Wan hukuksuzluğa baş eğmedi
Van halkı bu hukuksuzluğun karşısında dimdik ayaktaydı. Halk, AKP-MHP iktidarının bu hukuksuzluğuna baş eğmeyeceğini gösterdi. Van halkı iradesinin gasp edilmeye çalışıldığı andan itibaren sokaklara çıktı. Van gençliği, genç kadınlar sokaklara çıktı ve protesto haklarını kullandı, direne direne kazandı. AKP hükümeti yaşadığı hezimeti Muhammed Orhan gibi arkadaşlarımızdan çıkarmaya çalıştı. Muhammed Orhan’ın gülümseyen fotoğrafı, AKP’nin gençlik üzerinde yürüttüğü savaş ve sindirme politikasının hiçbir kıymetinin olmadığını gösterdi.
Gençlik dimdik ayakta ve umut olmaya devam ediyor. 31 Mart seçimleri de 8 yıldır Kürdistan’da sürdürülen savaş politikasının hiçbir anlam ifade etmediğini bizlere göstermiş oldu. Kürt halkı, Kürt kadınları ve gençleri nezdinde AKP’nin savaş siyasetinin hiçbir anlamı ve ifadesi yoktur.
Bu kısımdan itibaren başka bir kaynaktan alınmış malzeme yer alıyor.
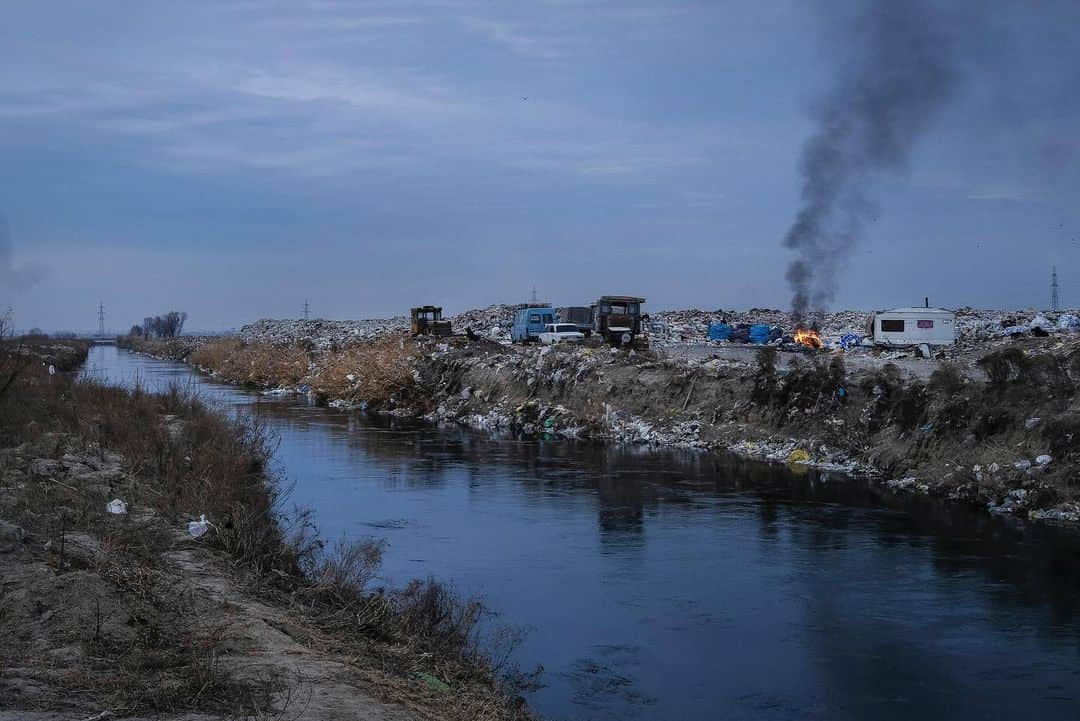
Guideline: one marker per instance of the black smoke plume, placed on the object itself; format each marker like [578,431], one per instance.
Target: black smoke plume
[12,277]
[899,75]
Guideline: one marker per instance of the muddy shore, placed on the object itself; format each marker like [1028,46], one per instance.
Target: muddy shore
[990,425]
[113,606]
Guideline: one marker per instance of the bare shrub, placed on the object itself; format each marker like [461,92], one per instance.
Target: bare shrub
[1002,367]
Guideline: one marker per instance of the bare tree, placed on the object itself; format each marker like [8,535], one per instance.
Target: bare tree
[169,325]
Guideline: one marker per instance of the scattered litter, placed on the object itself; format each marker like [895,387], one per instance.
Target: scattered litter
[1068,322]
[798,456]
[198,528]
[850,340]
[435,683]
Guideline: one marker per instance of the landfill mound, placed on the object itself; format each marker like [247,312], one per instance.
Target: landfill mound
[691,326]
[673,328]
[493,322]
[320,335]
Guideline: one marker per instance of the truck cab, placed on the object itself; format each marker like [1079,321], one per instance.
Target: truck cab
[428,321]
[529,322]
[618,318]
[579,315]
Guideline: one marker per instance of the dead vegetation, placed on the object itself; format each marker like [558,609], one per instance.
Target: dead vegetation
[253,365]
[376,372]
[103,619]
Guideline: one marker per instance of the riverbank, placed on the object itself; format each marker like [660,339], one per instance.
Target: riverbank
[990,425]
[130,614]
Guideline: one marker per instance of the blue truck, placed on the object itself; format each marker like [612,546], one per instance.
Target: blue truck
[529,322]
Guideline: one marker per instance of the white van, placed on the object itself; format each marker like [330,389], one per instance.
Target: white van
[913,326]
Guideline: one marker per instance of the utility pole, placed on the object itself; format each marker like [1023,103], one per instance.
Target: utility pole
[1055,301]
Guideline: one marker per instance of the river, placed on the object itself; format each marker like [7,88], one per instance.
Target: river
[662,585]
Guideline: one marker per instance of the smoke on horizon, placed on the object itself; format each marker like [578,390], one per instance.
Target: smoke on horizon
[899,76]
[13,279]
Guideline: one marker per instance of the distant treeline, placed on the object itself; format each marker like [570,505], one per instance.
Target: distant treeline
[169,325]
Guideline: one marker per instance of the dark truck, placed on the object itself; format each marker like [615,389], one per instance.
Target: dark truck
[618,318]
[428,321]
[578,315]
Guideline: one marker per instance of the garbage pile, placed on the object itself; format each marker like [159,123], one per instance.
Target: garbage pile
[320,335]
[975,325]
[692,326]
[493,322]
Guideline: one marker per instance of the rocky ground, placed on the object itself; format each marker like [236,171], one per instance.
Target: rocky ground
[664,328]
[976,422]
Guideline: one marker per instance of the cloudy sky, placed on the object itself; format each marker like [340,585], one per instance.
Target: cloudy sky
[233,159]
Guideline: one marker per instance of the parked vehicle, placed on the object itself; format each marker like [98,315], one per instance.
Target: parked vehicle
[561,332]
[580,316]
[618,318]
[913,326]
[428,321]
[530,322]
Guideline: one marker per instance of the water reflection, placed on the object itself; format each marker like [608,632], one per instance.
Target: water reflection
[675,585]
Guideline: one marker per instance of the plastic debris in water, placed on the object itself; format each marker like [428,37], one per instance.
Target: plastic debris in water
[198,528]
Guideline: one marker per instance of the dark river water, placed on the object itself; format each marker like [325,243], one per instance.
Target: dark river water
[670,585]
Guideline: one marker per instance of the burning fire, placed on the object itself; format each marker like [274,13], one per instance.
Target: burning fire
[809,338]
Bu sayısal olarak Van direnişinde ortaya konulmuştur. Türkiye’deki savaş siyasetinin yansıması olarak gerçekleşen ekonomik kriz ve halkın girdiği psikolojik bunalım hali, AKP’nin yerel seçimlerde gerilemesine yol açmıştır. 31 Mart seçimleri hem Van direnişiyle hem de sonraki süreçlerle birlikte bizlere ortak bir mücadele zemininin ne kadar elzem olduğunu gösterdi. Birleşik mücadele zemini, Van’ın demokrasi mücadelesini Türkiye metropollerine taşıdı ve Türkiye halkları ile Kürt halkı arasındaki bağı kuvvetlendirdi. 8 yıldır sürdürülen savaş politikası halklar arasında bir duvarı inşa etme amacındaydı. Van direnişi bu inşa edilmeye çalışan duvarda bir gedik açtı. Gelecekte ortak bir mücadele zemininin oluşması için üzerimize düşen görevi yapacağız.
Gençlere çağrı
AKP-MHP iktidarının hem Mayıs seçimlerinde hem de yerel seçimlerde özel savaş politikalarını belli aparatlarla gerçekleştirmeye çalıştığını gördük. Bunlar Hizbulkontra ve Kürtlükle hiçbir alakası olmayan sahte Kürt milliyetçi yapılardı. Kendi flamalarıyla Newroz’a geleceklerini söyleyenleri oralarda görmedik. Kürtlükle alakası olmayan özel savaş aparatı kişiler, gençliği demokratik siyasetten ve mücadeleden uzaklaştırmak amacı dışında hiçbir amaca sahip değildir. Bu nedenle, bu yapıların içinde samimi bir duyguyla var olan arkadaşlarımızın da tek adresinin DEM Parti Gençlik Meclisi olduğunu tekrar söylemek gerekiyor.
Faşizme dert olacağız
31 Mart seçimlerinde savaş siyasetinin ne kadar etkisiz kaldığını, bir halkın ne kadar inançlı ve iradeli olduğunu tekrar tekrar görmüş olduk. Gelecek süreçte yaratılan bu sinerjiyi, umudu ve mücadeleyi örgütlemek için çalışmalarımıza devam edeceğiz. Toplantımızda bunun değerlendirmesini yapacağız. Toplantımıza bir planlama önerisiyle gideceğiz. Bu planlama önerisi de artık gelenekselleşmiş olan, halkımızın ve gençlerin çok fazla sevdiği bir planlama olacak. ‘Özel savaşa karşı görkemli direniş’ kampanyamız çerçevesinde özel savaşa karşı gerçekleştireceğimiz bir etkinlik olacak. Faşizme dert olacağımızı tekrar belirtiyorum. Faşizme dert olacağız, faşizmi gerileteceğiz. Gençlik mücadelemizde çok büyük kazanacağız, demokratik hareketimizi çok büyük öreceğiz. Sonu muhteşem olacak.”